The first powerful tool in your possession is the 10-minute timer. You’ve hit that 3:30 brain fog — every task looks too long and, honestly, you just dread everything. Set the timer. Ten minutes is the perfect amount of time to: flip through the latest trade magazine, go through “clutter” emails to decide what’s junk and what needs to be addressed, check in on your business Facebook page, and engage with your social networks on Twitter or LinkedIn. The timer is your friend. These are important things to do that can easily become a time suck. When the timer goes off, move on.
You can also use 10 minutes to knock out as many of those easy tasks on your to-do list in a row. This can include important but not urgent correspondence, filing paperwork or a follow-up on those “watch” jobs. The 10-minute timer is often a reboot for my day and gets me rolling again to tackle the next round.
Don’t discount the power of starting. If you’ve got a complex order you’ve put off tackling, take 10 minutes to get it started. You may be surprised (and relieved) at how much you get out of the way, and the next steps become much less daunting.
The Next Level: The 30-Minute Power Tool
OK — now you’re getting serious. This isn’t about a restart but getting some real work done. Tackling the easy list is also a smart move in your 30-minute block. Anytime I can blow through several of those easy tasks in a row, I get the endorphin rush needed to keep on track.

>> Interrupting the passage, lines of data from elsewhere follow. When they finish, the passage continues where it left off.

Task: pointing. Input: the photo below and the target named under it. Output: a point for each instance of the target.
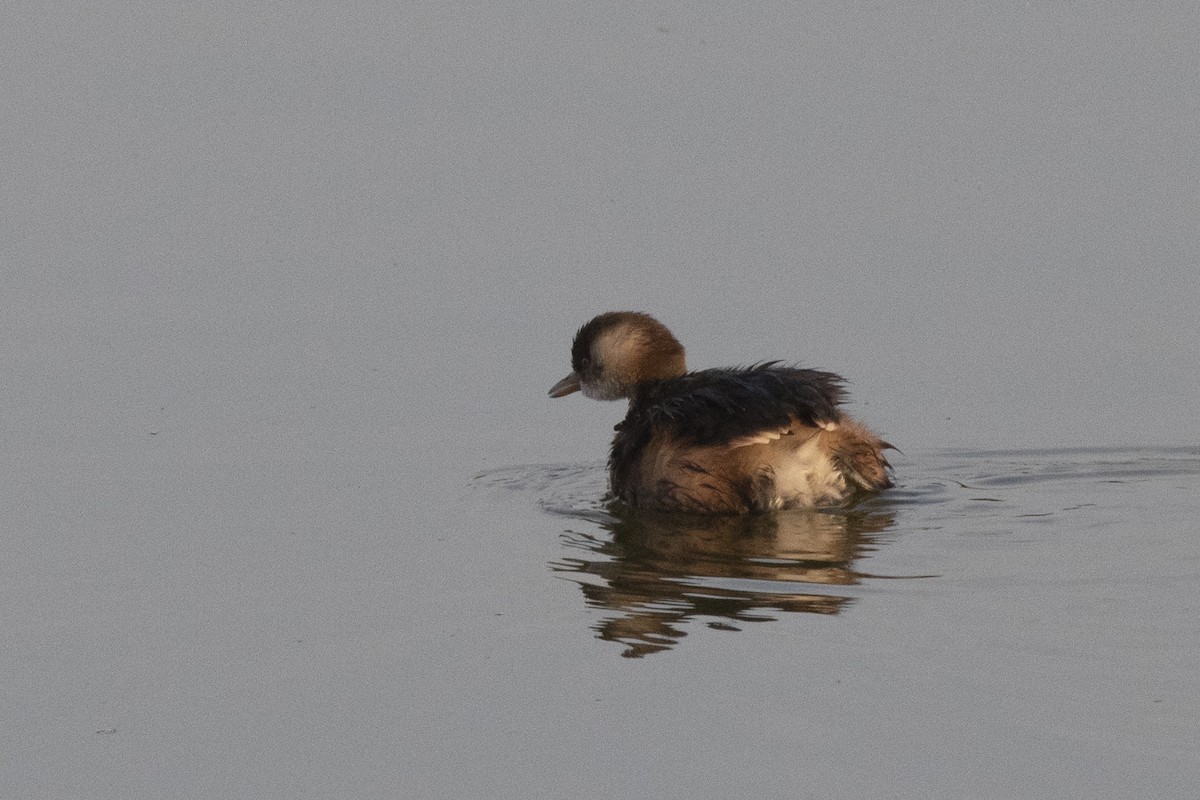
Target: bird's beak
(565, 386)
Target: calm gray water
(287, 512)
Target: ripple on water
(655, 575)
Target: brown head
(616, 352)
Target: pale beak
(565, 386)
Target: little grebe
(719, 440)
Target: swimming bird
(729, 440)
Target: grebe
(719, 440)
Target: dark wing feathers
(719, 405)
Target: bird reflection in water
(659, 571)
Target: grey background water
(288, 515)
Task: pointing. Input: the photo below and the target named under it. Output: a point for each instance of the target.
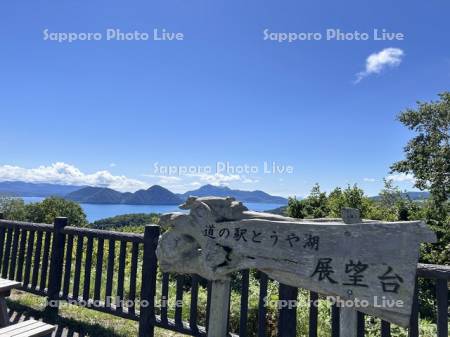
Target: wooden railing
(87, 267)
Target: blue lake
(99, 211)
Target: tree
(13, 208)
(316, 203)
(296, 208)
(50, 208)
(428, 154)
(352, 197)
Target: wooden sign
(371, 263)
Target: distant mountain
(155, 195)
(413, 195)
(96, 195)
(244, 196)
(24, 189)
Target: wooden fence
(87, 267)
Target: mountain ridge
(154, 195)
(256, 196)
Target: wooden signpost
(372, 264)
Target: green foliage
(352, 197)
(296, 208)
(13, 208)
(43, 212)
(428, 154)
(319, 205)
(127, 220)
(314, 206)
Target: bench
(29, 328)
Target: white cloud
(401, 177)
(66, 174)
(377, 62)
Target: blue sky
(106, 112)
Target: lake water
(100, 211)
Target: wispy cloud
(377, 62)
(400, 177)
(66, 174)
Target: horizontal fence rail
(117, 273)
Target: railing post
(148, 288)
(56, 266)
(287, 323)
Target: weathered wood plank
(219, 237)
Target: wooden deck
(61, 331)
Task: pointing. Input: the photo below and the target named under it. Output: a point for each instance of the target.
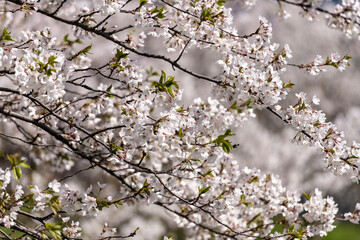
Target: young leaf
(204, 190)
(17, 173)
(6, 36)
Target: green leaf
(11, 159)
(6, 36)
(142, 3)
(221, 195)
(254, 218)
(221, 2)
(253, 179)
(54, 230)
(120, 54)
(288, 85)
(307, 196)
(204, 190)
(85, 50)
(54, 204)
(17, 173)
(51, 60)
(24, 164)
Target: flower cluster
(315, 131)
(131, 124)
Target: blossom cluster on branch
(62, 111)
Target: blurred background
(264, 142)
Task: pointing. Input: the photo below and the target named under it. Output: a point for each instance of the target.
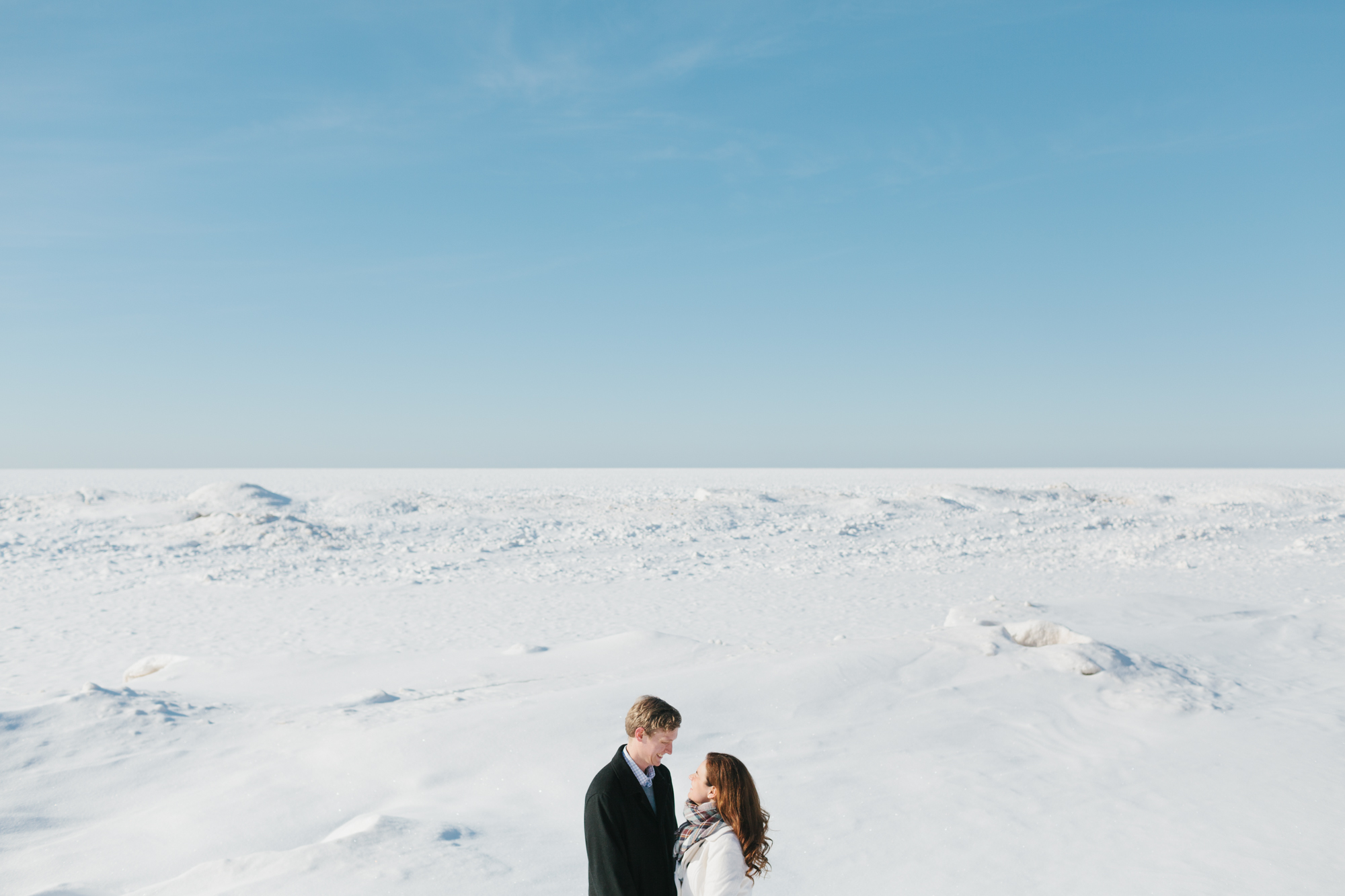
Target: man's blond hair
(652, 715)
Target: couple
(636, 846)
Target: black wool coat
(630, 845)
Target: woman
(722, 846)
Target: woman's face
(700, 792)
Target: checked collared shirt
(646, 780)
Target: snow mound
(1039, 633)
(353, 860)
(150, 665)
(369, 698)
(985, 614)
(236, 498)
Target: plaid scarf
(701, 821)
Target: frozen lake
(325, 682)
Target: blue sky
(672, 235)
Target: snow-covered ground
(1001, 682)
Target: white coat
(715, 866)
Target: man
(630, 822)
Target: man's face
(652, 745)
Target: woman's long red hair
(739, 805)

More often, however, when the pile of to-dos bears down, the best use of those 30 minutes is to tackle the thing I most wish was already done. I’ll be honest, the thing I most wish was already done is frequently the thing I least want to do. (In my home life, it is likely some housekeeping chore.) With my 30-minute timer, I know I’m only going to give this task 30 minutes. Anybody can handle 30 minutes, right? Even after years of 30-minute blocks, I admit I am nearly always amazed at how much I can accomplish in that time.
Tackling the Big Stuff 30 Minutes at a Time
I also use 30-minute chunks of time to work on big projects and ongoing important processes and improvements. You know what I mean: writing SOPs, going through the new computer system/safety program/employee handbook. It looks like a mountain, so getting it done seems impossible because you don’t have (and will never have) enough time. But you do.
“Even if you’re on the right track, you’ll get run over if you just sit there.” —Will Rogers
Every great journey is taken one step at a time. Don’t be afraid to tackle the big stuff with small chunks of effort.
The 60-Minute Lie
Don’t be lured by the hour block trap that your planner or electronic calendar suggests. For example, try setting meetings to start on the quarter hour, and watch how those one-hour meetings reform to 45-minute meetings. Other people may have an hour, but we’re in printing — we’ve got work to do!
What are you doing with the most important ingredient of a 24-hour day, your 1,440 minutes?